P.S. It would be helpful to learn what indexes you DO have on these tables, especially the Data table, D.






Re: Inner join performance

Ennor

Andy Fordyce wrote:
I have the execution plans for the fast query and the slow one and they are different.
May you post them here I think they may contain a great deal of solution.





Re: Inner join performance

Andy Fordyce

you can get both execution plans from here :-

http://195.224.33.135/Execution_Plans.zip






Re: Inner join performance

DanR1

It certainly appears that the plan notices your parentheses, with its "Nested Loops" entries.

I would recommend that you remove all that "nesting". It may well be causing a cross-join to be created by all the tables in the parentheses other than "D".

Dan





Re: Inner join performance

Andy Fordyce

The query now looks like so after removing the nesting as suggested, but it is still using the slower execution plan

SELECT D.ProductId,

D.FactId,

D.TimeId,

D.Value

FROM TestDB..Data D JOIN

StagingDB..GMVElements_102_0 P

ON P.ID = D.ProductId JOIN

StagingDB..GMVElements_102_1 R

ON R.ID = D.RegionId JOIN

StagingDB..GMVElements_102_2 T

ON T.ID = D.TimeId JOIN

StagingDB..GMVElements_102_3 F

ON F.ID = D.FactId

WHERE R.Batch = 17732






Re: Inner join performance

DanR1

I don't know what else to suggest that would encourage the faster execution plan.
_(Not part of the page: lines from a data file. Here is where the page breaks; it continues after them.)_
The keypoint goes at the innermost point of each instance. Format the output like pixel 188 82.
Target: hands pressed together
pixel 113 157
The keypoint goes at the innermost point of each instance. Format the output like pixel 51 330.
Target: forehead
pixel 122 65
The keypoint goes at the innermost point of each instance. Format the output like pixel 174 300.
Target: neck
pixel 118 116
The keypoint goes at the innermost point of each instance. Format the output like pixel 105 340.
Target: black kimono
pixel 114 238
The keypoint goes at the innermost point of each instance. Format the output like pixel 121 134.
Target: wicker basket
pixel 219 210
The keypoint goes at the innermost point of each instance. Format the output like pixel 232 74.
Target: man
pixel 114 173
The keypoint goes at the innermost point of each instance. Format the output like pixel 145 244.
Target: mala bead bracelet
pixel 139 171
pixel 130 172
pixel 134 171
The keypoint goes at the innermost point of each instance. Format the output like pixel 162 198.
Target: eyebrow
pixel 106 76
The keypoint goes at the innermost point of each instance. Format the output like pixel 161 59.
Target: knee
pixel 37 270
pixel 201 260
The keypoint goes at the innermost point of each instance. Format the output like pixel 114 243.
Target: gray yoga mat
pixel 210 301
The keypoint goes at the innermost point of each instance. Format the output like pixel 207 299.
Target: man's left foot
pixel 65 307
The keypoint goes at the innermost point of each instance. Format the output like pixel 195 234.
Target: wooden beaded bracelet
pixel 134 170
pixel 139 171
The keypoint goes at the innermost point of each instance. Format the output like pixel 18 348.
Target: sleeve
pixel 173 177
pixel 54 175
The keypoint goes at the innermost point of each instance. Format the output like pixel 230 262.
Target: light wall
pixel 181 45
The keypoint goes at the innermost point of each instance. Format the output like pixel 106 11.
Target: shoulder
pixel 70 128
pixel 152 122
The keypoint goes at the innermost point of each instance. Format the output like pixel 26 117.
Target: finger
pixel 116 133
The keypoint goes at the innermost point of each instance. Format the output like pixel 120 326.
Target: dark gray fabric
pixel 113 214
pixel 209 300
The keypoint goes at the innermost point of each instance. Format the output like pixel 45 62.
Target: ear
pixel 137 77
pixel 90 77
I must admit to being a bit confused about your query: you select only entries from table D, and you only have table "R" in your WHERE clause. Are the entries in D occasionally lacking entries in P, R, and F -- so that you need to JOIN on those tables to prevent the listing of entries that fail to match those other tables (Or did you just abbreviate the query, omitting some data elements that come from these other tables )

Did you say you have separate indexes on "D" for ProductID, RegionID, TimeID, and FactID

Do you have an index on "R" for which the first column is Batch

Dan





Re: Inner join performance

Andy Fordyce

This query is part of an application which i need to otismise as much as possible. I am very limited to what changes i can make. What i dont understand is the D table has a clustered index and before running small updates and deletes to this table this query was very quick. I have managed to get back to the fast performance with adding a non-clustered index, but i wanted to avoid this as the table is very large and the index takes up additional storage.




Re: Inner join performance

DanR1

Andy,

As you know, you can have only one clustered index on the table, but you can have plenty of non-clustered indexes on the table.

If you want this query to run quickly, I would suggest individual non-clustered indexes on the individual columns I mentioned earlier.

From what I understand about indexes, having a clustered index really slows down any updates (that involve columns in the clustered index) and inserts/deletes to the table. Especially with a large table, inserting a single row into the "middle of the index" requires the movement of huge amounts of data. Alternatively, you can just let your data reside in a "heap," and rely on your non-clustered indexes to navigate through that "heap" in an efficient manner.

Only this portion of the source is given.